In some cases, the companies that pay hackers to back down end up becoming even bigger targets because they show a willingness to engage. But if firms are able to trace back the threats, they may be able to determine how likely the criminals are to follow through if their demands are not met.
"There are some groups who typically will go away if you don’t pay them, but there’s no guarantee that’s going to happen,” Jacobs told MarketWatch, noting that not all of the companies that are targeted will actually experience attacks.
According to information services and analytics company Neustar, a distributed denial of service outage could result in the loss of more than $100,000 an hour for targeted companies in the financial sector.
While DDoS attacks are nothing new (many banks faced these types of threats in 2012 and 2013), recent years have seen an increase in the number of reported incidents. Earlier this year, Banque Cantonale de Geneve (BCGE) of Switzerland refused to pay a ransom and faced hackers releasing the information of 30,000 of its clients.
A group calling itself Rex Mundi said it hacked into the servers of BCGE and downloaded 30,192 emails from customers. The group provided the text of two of the emails as proof, and demanded that the bank pay a ransom of €10,000 ($12,000) or the group said it would publish the messages.
In an effort to combat DDoS attacks, as well as provide companies with guidance on how to handle them, the Federal Financial Institutions Examination Council issued a joint statement notifying companies about the risks associated with DDoS threats and a six-step guide for risk mitigation.
When attacks do happen, Jacobs told MarketWatch the FBI does not provide guidance on whether to pay or not pay hackers.
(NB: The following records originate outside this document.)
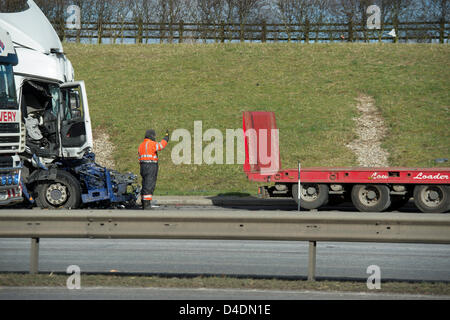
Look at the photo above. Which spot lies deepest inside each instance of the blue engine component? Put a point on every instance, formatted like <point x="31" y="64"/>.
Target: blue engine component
<point x="8" y="179"/>
<point x="104" y="184"/>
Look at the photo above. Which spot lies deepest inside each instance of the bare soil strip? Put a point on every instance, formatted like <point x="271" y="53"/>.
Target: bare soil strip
<point x="371" y="130"/>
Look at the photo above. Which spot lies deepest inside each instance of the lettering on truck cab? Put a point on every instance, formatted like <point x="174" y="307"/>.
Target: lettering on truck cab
<point x="8" y="116"/>
<point x="421" y="176"/>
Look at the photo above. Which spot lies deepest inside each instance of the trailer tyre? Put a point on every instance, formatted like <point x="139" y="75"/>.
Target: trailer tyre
<point x="432" y="198"/>
<point x="312" y="196"/>
<point x="63" y="192"/>
<point x="371" y="197"/>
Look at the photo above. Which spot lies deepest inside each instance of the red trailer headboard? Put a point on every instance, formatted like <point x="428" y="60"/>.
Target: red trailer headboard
<point x="262" y="153"/>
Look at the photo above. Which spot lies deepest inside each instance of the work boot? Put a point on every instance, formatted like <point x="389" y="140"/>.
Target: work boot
<point x="147" y="204"/>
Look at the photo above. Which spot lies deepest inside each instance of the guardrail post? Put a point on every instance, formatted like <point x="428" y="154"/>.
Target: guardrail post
<point x="34" y="256"/>
<point x="312" y="261"/>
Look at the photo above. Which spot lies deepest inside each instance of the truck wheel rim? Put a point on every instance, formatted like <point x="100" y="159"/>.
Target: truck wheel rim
<point x="310" y="192"/>
<point x="56" y="194"/>
<point x="432" y="196"/>
<point x="369" y="195"/>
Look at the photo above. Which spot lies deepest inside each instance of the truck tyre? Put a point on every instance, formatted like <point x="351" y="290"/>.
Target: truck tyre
<point x="312" y="195"/>
<point x="371" y="197"/>
<point x="63" y="192"/>
<point x="432" y="198"/>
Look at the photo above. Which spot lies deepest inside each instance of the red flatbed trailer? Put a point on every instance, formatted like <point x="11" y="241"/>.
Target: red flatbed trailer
<point x="370" y="189"/>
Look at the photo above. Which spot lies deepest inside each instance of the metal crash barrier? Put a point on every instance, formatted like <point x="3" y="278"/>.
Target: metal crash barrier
<point x="236" y="225"/>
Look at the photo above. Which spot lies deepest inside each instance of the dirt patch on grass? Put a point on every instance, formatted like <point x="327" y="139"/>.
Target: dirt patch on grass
<point x="371" y="130"/>
<point x="103" y="148"/>
<point x="90" y="280"/>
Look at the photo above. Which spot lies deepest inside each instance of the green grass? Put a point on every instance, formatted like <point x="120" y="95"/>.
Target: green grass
<point x="432" y="288"/>
<point x="311" y="88"/>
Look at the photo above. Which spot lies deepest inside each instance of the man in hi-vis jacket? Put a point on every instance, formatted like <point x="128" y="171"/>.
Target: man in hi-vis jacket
<point x="148" y="161"/>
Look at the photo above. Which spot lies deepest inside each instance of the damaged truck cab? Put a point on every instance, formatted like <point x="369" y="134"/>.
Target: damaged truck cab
<point x="59" y="169"/>
<point x="12" y="141"/>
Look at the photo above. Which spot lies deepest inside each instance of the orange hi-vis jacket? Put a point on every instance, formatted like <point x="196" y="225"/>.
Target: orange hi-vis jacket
<point x="148" y="150"/>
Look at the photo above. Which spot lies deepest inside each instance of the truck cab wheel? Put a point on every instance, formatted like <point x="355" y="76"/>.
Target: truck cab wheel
<point x="312" y="195"/>
<point x="371" y="197"/>
<point x="63" y="192"/>
<point x="432" y="198"/>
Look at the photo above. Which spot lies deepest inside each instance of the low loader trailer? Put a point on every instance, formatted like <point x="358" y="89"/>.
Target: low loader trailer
<point x="369" y="189"/>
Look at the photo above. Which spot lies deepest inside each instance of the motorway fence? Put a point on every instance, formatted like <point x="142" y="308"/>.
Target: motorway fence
<point x="145" y="32"/>
<point x="236" y="225"/>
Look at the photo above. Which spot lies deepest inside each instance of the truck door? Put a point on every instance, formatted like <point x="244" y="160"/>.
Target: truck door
<point x="76" y="132"/>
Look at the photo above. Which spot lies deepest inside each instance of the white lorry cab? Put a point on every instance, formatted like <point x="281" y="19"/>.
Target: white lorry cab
<point x="12" y="136"/>
<point x="53" y="106"/>
<point x="58" y="168"/>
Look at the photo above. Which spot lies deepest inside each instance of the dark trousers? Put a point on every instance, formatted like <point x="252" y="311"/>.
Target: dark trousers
<point x="149" y="174"/>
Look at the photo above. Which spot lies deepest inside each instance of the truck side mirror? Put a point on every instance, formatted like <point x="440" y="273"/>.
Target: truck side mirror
<point x="75" y="105"/>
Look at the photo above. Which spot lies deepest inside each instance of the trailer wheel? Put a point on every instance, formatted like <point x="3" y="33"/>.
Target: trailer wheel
<point x="371" y="197"/>
<point x="432" y="198"/>
<point x="312" y="196"/>
<point x="63" y="192"/>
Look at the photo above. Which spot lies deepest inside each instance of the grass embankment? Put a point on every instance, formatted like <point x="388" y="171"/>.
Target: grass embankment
<point x="434" y="288"/>
<point x="311" y="88"/>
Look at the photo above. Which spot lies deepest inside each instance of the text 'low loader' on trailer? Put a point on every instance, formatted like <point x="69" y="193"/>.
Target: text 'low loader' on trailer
<point x="369" y="189"/>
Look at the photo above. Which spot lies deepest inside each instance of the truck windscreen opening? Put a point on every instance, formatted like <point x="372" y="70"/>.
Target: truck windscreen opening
<point x="13" y="6"/>
<point x="8" y="98"/>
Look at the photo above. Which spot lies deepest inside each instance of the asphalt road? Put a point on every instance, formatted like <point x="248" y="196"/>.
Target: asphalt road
<point x="239" y="258"/>
<point x="115" y="293"/>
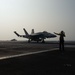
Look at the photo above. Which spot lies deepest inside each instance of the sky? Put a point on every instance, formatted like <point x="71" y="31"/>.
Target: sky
<point x="40" y="15"/>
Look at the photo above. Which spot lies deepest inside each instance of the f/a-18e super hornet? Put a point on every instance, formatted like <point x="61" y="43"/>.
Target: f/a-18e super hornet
<point x="39" y="36"/>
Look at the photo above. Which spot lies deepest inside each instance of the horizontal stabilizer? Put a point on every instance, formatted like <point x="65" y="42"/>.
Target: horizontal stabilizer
<point x="16" y="33"/>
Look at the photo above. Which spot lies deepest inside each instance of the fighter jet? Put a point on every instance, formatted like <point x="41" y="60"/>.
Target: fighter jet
<point x="39" y="36"/>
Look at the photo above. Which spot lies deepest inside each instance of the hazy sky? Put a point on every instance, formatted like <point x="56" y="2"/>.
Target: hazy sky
<point x="49" y="15"/>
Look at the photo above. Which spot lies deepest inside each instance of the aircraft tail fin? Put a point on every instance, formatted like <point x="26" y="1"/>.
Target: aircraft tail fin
<point x="25" y="31"/>
<point x="16" y="33"/>
<point x="32" y="32"/>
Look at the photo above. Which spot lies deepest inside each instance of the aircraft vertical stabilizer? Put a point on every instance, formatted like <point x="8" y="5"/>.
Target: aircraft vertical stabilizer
<point x="32" y="32"/>
<point x="25" y="31"/>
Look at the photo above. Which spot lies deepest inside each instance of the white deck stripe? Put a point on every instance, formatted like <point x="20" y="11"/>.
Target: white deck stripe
<point x="30" y="53"/>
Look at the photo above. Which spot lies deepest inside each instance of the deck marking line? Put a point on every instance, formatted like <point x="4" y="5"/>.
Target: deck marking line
<point x="30" y="53"/>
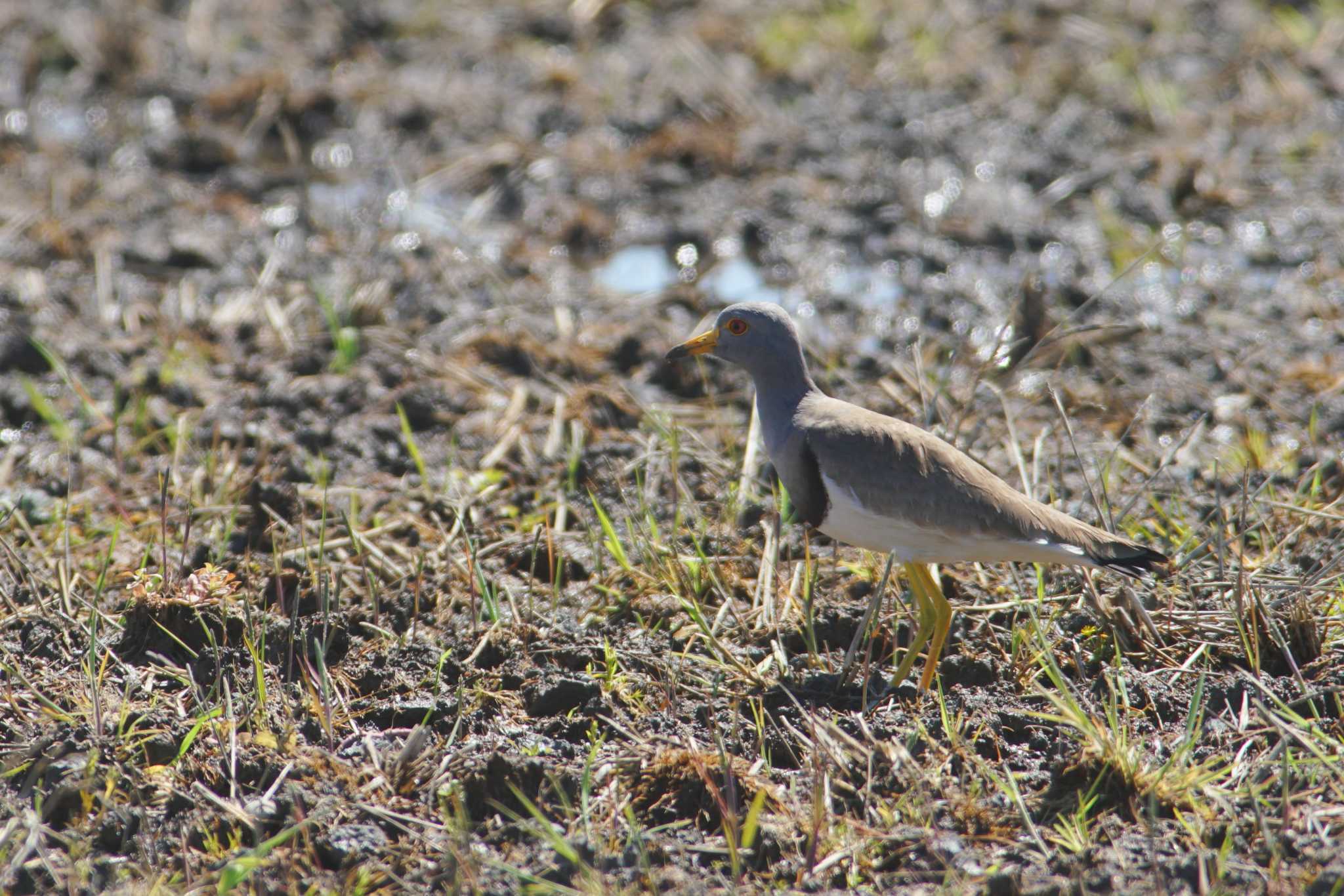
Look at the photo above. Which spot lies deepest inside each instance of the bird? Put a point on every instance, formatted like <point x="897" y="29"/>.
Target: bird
<point x="883" y="484"/>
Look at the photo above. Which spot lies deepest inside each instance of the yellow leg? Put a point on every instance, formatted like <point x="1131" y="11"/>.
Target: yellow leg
<point x="942" y="622"/>
<point x="928" y="620"/>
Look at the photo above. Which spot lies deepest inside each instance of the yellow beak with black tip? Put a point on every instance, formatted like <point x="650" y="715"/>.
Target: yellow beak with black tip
<point x="695" y="346"/>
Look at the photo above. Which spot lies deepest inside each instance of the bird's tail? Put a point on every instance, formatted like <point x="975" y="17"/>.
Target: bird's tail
<point x="1132" y="559"/>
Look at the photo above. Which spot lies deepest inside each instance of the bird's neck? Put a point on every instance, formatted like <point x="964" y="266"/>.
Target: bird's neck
<point x="778" y="396"/>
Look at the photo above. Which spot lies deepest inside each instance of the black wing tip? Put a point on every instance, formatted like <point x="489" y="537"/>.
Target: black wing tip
<point x="1136" y="566"/>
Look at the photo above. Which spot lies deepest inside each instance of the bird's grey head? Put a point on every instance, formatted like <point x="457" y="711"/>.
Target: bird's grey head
<point x="757" y="336"/>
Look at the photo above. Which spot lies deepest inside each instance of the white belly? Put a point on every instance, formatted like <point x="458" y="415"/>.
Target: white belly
<point x="850" y="521"/>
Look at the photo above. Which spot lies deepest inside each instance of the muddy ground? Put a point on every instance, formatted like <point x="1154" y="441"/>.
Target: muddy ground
<point x="354" y="535"/>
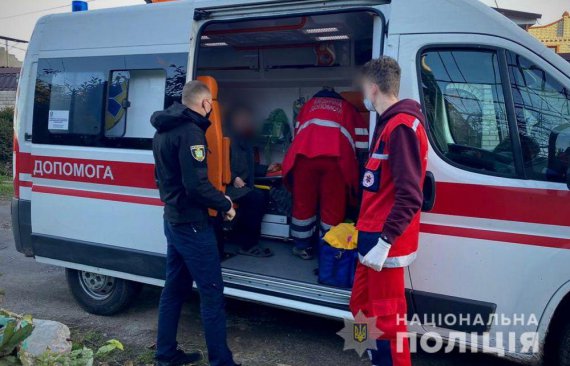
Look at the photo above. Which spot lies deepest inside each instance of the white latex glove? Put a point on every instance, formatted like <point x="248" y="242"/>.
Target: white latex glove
<point x="376" y="257"/>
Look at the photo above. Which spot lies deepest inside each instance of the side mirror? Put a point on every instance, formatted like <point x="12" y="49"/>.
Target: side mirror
<point x="429" y="192"/>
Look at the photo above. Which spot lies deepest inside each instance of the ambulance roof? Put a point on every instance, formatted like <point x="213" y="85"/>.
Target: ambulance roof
<point x="169" y="24"/>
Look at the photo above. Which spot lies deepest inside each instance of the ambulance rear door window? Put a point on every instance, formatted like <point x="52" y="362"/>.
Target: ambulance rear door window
<point x="466" y="111"/>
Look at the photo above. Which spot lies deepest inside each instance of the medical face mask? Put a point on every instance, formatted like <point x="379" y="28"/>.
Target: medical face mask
<point x="369" y="105"/>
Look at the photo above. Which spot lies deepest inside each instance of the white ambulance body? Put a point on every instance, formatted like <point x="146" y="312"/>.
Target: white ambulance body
<point x="495" y="245"/>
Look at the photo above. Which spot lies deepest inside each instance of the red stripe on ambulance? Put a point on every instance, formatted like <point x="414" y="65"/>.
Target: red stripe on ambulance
<point x="542" y="241"/>
<point x="117" y="173"/>
<point x="98" y="195"/>
<point x="541" y="206"/>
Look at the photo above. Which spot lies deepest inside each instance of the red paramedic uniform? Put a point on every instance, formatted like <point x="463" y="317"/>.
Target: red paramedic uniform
<point x="391" y="207"/>
<point x="321" y="166"/>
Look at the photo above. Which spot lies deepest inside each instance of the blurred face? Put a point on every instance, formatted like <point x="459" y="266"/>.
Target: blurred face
<point x="370" y="90"/>
<point x="206" y="105"/>
<point x="242" y="123"/>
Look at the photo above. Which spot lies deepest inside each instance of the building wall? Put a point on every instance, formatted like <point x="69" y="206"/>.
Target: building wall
<point x="7" y="98"/>
<point x="555" y="35"/>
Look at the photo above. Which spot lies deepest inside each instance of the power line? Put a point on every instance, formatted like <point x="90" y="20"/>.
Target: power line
<point x="39" y="11"/>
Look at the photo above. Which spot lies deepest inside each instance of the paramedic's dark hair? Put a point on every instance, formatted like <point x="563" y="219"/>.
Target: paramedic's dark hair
<point x="193" y="90"/>
<point x="384" y="72"/>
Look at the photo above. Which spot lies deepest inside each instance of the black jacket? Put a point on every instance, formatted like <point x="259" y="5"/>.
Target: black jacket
<point x="180" y="152"/>
<point x="242" y="164"/>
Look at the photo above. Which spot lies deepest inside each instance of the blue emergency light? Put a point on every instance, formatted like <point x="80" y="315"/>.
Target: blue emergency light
<point x="77" y="5"/>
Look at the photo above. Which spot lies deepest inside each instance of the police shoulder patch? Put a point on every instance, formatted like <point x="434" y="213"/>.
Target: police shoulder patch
<point x="198" y="152"/>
Instead, it really comes down to determining if not paying is worth the risk.
"How important is that access to that website to your business? They have to make their own calls,” Jacobs said. “If you’re a discount broker and that’s the only way your customers can trade, that would be a concern. If it’s just a website that’s used for general news and information, maybe it’s not so difficult to have it down for an hour or two."
In its ongoing attempts to bring cybercriminals to justice as quickly as possible, the FBI announced the offering of $4.2 million in reward money for helping to bring down those on its Top 5 most-wanted list.
The hackers sought by the FBI have been tied to theft of sensitive data including health care, employment and banking information. In other cases they have persuaded victims to pay a ransom to regain control of their computers or devices, and they have even been accused of running “fake” online auctions.